I tried it in two ways: First, I increased the container limit to a value, way above the limit. Still the same issue. Second, I tried it without putting LAPIS into a container and only ran it locally on my pc, without the container limit. The same issue.

(I had a quick look but can't find any mention of Tomcat in the LAPIS source code other than a URL in a comment.)

Spring boot uses tomcat under the hood. Its nothing we include by hand. I found that one can change the default web server, but I have no clue if this could help.

Personally, I don't like the idea of killing LAPIS because the size of the cache is too large. This is something we should have under our control. But when it comes to this we can have your suggestion in mind.

JonasKellerer commented 1 month ago

Maybe we can also use "softReferences" from caffeine directly. This is an easy option to toggle, where the garbage collector should remove these entries, when the memory is full.

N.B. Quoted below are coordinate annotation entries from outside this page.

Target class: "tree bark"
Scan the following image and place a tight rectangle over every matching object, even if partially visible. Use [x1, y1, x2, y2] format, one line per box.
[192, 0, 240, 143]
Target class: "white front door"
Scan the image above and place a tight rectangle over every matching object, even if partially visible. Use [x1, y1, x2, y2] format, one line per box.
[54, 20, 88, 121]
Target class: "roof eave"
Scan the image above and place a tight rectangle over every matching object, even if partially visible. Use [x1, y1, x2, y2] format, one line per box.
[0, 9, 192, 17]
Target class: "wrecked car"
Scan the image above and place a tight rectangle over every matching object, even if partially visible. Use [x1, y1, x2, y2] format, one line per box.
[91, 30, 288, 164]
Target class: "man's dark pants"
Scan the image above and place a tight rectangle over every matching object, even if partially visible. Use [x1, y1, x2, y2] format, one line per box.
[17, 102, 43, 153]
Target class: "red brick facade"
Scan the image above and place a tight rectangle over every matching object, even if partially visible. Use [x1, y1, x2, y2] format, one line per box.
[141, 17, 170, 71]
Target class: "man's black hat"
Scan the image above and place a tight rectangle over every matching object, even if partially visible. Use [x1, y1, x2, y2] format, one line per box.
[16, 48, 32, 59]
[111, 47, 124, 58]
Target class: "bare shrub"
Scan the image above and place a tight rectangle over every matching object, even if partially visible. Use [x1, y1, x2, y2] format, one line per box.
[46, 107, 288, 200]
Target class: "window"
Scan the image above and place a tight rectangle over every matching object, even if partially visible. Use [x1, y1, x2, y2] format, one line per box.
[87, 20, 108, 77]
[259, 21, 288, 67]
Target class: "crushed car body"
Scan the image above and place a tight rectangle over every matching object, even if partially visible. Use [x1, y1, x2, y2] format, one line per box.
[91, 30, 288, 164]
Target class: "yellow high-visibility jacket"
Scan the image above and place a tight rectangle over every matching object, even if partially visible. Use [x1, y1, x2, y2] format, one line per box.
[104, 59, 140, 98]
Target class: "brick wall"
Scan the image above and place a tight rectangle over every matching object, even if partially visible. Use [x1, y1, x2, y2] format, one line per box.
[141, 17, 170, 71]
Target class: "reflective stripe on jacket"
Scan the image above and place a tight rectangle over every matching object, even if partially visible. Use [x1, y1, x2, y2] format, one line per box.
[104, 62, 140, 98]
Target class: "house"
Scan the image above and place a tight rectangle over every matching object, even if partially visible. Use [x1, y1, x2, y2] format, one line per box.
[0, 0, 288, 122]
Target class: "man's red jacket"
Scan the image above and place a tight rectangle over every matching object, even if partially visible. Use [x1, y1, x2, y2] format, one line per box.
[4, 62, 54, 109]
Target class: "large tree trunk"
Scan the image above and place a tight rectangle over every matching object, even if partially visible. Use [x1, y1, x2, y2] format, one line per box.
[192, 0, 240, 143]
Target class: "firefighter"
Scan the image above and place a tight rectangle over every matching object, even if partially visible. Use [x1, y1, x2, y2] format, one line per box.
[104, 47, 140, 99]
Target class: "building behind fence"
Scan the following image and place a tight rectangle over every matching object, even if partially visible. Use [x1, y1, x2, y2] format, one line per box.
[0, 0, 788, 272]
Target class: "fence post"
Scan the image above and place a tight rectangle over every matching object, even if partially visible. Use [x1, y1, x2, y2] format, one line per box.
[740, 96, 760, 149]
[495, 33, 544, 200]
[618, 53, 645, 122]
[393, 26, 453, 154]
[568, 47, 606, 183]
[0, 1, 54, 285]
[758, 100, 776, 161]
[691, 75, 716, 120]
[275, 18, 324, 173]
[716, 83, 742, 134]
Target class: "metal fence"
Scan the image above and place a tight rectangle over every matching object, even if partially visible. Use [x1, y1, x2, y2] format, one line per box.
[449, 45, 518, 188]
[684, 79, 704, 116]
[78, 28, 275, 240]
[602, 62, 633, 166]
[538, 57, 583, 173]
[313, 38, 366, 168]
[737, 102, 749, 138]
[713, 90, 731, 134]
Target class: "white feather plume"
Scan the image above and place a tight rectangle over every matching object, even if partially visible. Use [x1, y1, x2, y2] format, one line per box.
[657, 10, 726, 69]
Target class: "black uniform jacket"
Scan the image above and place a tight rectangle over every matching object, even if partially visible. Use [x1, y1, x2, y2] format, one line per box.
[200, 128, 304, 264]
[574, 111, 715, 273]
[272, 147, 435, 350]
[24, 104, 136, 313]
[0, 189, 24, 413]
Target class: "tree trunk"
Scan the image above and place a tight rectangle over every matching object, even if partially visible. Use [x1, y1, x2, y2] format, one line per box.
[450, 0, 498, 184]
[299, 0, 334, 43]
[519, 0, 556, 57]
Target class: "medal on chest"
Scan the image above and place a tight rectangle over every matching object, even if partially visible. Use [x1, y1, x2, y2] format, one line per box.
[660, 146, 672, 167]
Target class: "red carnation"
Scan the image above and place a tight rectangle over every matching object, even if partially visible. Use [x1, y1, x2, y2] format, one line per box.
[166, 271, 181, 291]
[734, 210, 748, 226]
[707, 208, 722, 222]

pflanze commented 1 month ago

This is a feature unique to the JVM that I have never seen elsewhere. It probably means that if you use up the memory for other things (preparing a very large response in memory before sending it, or having many clients e.g. due to a DoS) then the cache will be all gone (which can have adverse effects in the DoS case); thus it will be even more important to have limits on those other resources (limit the number of http connections, the size of generated pages in memory, etc.). The issue of having to consciously limit things to avoid attacks doesn't go away--softReferences just allows you to make use of as much spare RAM as you can. Edit: i.e. when using softReferences, caches using them can be the only things that do not need limits put on them. But you still need limits for all other things (or you'll still run into the master limit (Docker memory limit) that you subject the JVM to, with the old problematic consequences).